Chronologie:Kurze Notizen für Winterkorn

Wie die Konzernspitze zwischen Mai und September 2015 mit den Manipulations-Vorwürfen der US-Behörden umging.

Wer wusste wann was bei Volkswagen? VW hat nun eine umfassende Chronologie vorgelegt. Darin beschreibt der Konzern die Ergebnisse der internen Ermittlungen. Verfasst wurde die Stellungnahme für das Landgericht Braunschweig, dort klagen Aktionäre auf Schadenersatz. Die SZ dokumentiert Auszüge:

21. Mai 2015: Ein Abteilungsleiter der Rechtsabteilung wird "über den Verdacht informiert", dass "Unregelmäßigkeiten" bei den Abgasuntersuchungen in den USA auf einem Problem der Motorsteuerungs-Software beruhten.

Ende Mai 2015: Bei VW verdichten sich "zunehmend die Hinweise darauf", dass eine unzulässige Software zum Einsatz gekommen sein könnte. Davor habe man bei VW außerhalb des Kreises der "Eingeweihten" von diesem Problem nichts gewusst.

Ende Juni/Anfang Juli 2015: Die Rechtsabteilung erfährt, dass bis zu 480 000 Autos in den USA betroffen sein könnten.

21. Juli 2015: Ein VW-Arbeitskreis (Tread), der sich um Probleme in den USA kümmert, erfährt: Die US-Behörden wollen für das Modelljahr 2016 (Passat) die Genehmigung verweigern, da "Fragen zur Emissionsüberschreitung an früheren Modelljahren . . . noch nicht beantwortet wurden".

Ende Juli 2015: Konzernchef Martin Winterkorn erhält eine kurze Notiz dazu.

3. bis 23. August 2015: Werksurlaub in Wolfsburg, viele Mitarbeiter und Manager seien "nicht verfügbar" gewesen.

6. August 2015: Die von VW eingeschaltete US-Anwaltskanzlei schreibt, die Umweltvorschriften in den USA sähen "sehr hohe Maximalgeldbußen" vor. Das bislang höchste Bußgeld (Hyundai-Kia) habe aber nur 100 Millionen Dollar betragen, umgerechnet 91 Dollar pro Fahrzeug.

5. und 19. August 2015: Bei Treffen mit der US-Umweltbehörde CARB räumen VW-Techniker ein, dass die Motoren der ersten und zweiten Diesel-Generation "nicht den emissionsrechtlichen Anforderungen in den USA entsprechen".
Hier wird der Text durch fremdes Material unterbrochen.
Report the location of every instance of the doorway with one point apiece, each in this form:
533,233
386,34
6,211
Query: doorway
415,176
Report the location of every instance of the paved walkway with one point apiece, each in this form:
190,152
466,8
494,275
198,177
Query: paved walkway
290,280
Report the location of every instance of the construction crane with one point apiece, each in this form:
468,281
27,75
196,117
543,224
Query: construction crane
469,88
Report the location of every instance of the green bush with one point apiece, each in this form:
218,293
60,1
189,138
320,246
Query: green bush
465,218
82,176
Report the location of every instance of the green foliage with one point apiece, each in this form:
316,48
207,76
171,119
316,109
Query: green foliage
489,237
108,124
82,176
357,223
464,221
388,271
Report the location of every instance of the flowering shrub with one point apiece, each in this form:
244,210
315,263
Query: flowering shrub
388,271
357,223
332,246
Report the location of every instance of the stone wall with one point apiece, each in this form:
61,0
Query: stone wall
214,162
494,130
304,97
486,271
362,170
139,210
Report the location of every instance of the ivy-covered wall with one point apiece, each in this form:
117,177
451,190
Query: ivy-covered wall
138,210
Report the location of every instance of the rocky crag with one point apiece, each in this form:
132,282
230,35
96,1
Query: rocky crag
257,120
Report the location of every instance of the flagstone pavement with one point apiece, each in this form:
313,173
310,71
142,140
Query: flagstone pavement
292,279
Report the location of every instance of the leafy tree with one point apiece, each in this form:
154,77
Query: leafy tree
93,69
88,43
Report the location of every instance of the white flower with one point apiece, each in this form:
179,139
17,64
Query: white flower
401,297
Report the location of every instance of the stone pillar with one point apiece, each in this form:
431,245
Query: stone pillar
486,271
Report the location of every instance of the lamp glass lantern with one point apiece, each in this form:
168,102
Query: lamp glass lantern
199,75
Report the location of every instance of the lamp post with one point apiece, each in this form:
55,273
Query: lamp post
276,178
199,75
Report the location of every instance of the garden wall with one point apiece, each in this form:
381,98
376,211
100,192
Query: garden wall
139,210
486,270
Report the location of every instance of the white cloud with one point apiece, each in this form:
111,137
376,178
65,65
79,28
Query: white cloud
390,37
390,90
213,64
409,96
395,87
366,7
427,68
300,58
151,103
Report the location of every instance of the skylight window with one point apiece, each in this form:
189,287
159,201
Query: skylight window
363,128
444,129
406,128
24. August 2015: Eine Sondersitzung des Ausschusses für Produkt-Sicherheit, der bei VW als "Feuerwehr" gilt, wird einberufen. Winterkorn wird darüber informiert.

Ende August 2015: Juristen und Anwälte von VW erkennen aufgrund der Aussagen von VW-Technikern, dass Verstöße gegen US-Recht vorliegen dürften.

3. September 2015: VW gibt bei den US-Behörden EPA und CARB Verstöße zu.

4. September 2015: Winterkorn wird per "Kurznotiz" informiert.

September 2015 (in dem Schriftsatz von VW für das Landgericht Braunschweig wird dazu kein Datum genannt): Der VW-Vorstand geht nicht davon aus, dass "größerer Schaden" drohe.

3. bis 18. September 2015: Ein VW-Mitarbeiter spricht mehrmals mit der EPA. Dabei soll unter anderem über eine "öffentliche Stellungnahme" von VW Anfang 2016 geredet worden sein.

18. September 2015: Die US-Behörde EPA macht die Verstöße öffentlich, Volkswagen gerät massiv unter Druck.

22. September 2015: Die Lage bei VW eskaliert, die Affäre weitet sich dramatisch aus. Jetzt ist plötzlich von manipulierten Abgas-Messungen bei weltweit mehr als elf Millionen Fahrzeugen die Rede. Winterkorn verspricht öffentlich, VW sei dabei "die Hintergründe schonungslos aufzuklären. Dazu kommt in diesen Stunden alles auf den Tisch." (nicht Bestandteil der VW-Stellungnahme für das Gericht).

23. September 2015: Winterkorn tritt zurück und sagt, er sei "bestürzt über das, was in den vergangenen Tagen geschehen ist" (nicht Bestandteil der VW-Stellungnahme für das Gericht).